Así, no cabe responsabilizar a la biología ni tampoco a los patrones culturales tradicionales por nuestra inacción. No podemos cambiar el mundo, pero somos libres para cambiar nuestras vidas.
Sugiero, para comenzar, dos cambios:
1.-Que los muchachos mejor formados emocional y moralmente pueden parar de envidiar a los ligones profesionales, esos que sustituyen las experiencias cualitativas con compañeras elegidas por afinidades, por la serie interminable de conquistas eróticas fundadas en mentiras seductoras. Se quedan con lo que hay de peor: las primeras relaciones (en las cuales todos están un poco desmañados) y el deseo de largarse de la persona tan pronto como se sacia el deseo – ya que éste era el único factor de atracción.

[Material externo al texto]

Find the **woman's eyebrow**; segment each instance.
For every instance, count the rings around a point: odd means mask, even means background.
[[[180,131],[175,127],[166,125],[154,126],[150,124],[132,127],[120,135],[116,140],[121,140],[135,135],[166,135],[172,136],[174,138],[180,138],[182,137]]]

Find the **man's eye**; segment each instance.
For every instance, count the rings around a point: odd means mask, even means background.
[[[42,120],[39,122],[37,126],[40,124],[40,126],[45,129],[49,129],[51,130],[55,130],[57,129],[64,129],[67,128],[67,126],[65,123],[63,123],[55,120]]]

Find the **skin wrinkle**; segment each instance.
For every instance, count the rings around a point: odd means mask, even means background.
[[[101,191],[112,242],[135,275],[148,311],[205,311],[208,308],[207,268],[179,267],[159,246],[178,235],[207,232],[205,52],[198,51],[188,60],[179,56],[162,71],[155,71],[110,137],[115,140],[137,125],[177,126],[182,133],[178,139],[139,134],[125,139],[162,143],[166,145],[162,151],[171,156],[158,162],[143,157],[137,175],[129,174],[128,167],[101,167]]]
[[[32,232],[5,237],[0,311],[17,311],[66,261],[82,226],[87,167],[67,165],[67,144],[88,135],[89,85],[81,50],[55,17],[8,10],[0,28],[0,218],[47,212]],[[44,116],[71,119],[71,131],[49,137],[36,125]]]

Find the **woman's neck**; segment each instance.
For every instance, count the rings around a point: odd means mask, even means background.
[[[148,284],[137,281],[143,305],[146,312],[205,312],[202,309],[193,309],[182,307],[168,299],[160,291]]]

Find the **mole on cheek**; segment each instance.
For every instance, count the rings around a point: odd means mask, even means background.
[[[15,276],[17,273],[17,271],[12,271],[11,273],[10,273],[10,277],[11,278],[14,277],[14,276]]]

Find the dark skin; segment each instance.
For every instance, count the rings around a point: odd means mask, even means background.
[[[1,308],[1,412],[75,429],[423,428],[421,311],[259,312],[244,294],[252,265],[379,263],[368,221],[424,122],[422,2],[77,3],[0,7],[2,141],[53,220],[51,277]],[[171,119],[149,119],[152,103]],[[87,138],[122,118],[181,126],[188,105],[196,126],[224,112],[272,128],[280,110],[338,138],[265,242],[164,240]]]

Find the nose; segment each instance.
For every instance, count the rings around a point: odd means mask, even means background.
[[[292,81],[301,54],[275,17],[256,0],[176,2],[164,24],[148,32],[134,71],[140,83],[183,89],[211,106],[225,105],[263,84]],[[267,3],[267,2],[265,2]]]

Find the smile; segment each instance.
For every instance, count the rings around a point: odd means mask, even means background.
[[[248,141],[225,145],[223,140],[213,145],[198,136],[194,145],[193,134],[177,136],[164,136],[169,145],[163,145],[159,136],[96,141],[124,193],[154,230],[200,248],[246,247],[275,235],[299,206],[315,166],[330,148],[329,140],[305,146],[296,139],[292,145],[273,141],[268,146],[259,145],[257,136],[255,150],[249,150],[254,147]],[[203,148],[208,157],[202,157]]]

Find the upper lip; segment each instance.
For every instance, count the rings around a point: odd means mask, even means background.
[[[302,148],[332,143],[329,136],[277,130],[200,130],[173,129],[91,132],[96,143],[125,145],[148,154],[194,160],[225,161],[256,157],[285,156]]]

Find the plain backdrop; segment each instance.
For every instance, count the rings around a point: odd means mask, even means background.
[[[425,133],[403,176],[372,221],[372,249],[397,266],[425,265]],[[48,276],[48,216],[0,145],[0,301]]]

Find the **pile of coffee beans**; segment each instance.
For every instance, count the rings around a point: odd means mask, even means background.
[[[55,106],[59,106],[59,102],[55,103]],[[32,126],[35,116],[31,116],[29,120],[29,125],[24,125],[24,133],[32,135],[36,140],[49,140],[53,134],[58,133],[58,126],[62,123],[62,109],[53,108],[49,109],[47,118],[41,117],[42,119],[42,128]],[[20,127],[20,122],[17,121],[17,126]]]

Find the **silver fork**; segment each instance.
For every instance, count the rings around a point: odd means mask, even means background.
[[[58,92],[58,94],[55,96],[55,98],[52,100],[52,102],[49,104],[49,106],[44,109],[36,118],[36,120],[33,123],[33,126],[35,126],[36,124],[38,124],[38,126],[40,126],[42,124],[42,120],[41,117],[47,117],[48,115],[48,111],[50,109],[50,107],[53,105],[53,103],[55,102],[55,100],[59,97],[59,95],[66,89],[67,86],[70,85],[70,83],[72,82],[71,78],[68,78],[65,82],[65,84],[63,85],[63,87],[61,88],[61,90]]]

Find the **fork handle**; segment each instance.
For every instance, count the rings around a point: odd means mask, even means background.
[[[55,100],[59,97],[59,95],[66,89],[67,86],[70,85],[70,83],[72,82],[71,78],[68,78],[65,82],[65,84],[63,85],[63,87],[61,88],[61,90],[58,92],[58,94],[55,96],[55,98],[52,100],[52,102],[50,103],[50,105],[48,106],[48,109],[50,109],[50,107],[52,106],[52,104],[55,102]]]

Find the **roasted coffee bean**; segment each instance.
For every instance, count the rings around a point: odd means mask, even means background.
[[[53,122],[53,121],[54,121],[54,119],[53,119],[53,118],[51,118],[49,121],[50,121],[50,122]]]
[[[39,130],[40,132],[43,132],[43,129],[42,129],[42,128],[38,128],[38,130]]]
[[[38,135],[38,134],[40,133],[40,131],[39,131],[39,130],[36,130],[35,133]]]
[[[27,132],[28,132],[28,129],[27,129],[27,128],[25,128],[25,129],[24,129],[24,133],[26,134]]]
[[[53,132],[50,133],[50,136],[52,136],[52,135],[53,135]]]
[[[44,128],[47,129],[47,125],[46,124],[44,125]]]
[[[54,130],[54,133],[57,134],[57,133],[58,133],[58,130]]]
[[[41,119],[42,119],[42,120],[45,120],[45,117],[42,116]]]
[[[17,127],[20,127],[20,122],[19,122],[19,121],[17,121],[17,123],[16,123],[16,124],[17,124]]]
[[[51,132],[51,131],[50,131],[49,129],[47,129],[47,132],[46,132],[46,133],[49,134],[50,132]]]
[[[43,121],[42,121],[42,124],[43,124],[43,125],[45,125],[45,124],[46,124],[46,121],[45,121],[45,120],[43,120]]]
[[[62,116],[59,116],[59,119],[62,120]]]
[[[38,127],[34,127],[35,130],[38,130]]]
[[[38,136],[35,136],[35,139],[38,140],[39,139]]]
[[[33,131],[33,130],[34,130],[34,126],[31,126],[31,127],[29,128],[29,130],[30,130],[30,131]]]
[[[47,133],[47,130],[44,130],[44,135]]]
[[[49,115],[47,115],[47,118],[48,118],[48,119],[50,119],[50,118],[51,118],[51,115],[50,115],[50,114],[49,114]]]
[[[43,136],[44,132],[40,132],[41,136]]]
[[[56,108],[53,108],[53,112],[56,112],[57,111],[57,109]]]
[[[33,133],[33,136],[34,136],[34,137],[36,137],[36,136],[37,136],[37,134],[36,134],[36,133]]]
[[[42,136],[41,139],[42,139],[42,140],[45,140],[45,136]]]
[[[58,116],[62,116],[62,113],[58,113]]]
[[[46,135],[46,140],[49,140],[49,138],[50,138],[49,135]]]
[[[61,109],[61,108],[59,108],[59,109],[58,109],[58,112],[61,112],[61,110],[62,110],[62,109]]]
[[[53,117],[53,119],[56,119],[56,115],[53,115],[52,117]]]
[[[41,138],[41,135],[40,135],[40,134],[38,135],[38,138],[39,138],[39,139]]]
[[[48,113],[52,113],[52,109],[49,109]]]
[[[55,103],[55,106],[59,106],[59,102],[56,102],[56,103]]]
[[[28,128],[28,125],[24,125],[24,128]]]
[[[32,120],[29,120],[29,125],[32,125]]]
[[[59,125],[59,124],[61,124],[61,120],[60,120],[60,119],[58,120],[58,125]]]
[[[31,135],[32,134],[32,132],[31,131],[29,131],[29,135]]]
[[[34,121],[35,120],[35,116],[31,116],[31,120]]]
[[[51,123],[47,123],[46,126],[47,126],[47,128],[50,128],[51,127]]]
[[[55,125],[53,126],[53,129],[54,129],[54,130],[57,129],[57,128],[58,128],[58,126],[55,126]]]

2.-Que las chicas más maduras sean más discretas y no se dejen esclavizar por el exhibicionismo tan al gusto de aquellas que suelen servirse de sus poderes para obtener beneficios de todo orden. Son dos sugerencias fáciles implementar y que están en franca oposición a todos los patrones de la cultura actual, fundada en el consumismo (y en el lucro de las grandes empresas) más que en nuestra felicidad. Estas son sólo las primeras de una enorme lista de sugerencias que todavía pretendo hacer, todas ellas posibles de poner en práctica inmediatamente por las personas de buena voluntad y que sean portadoras de raciocinio actuante. No podemos cambiar el mundo, pero sí podemos cambiar nuestro destino individual.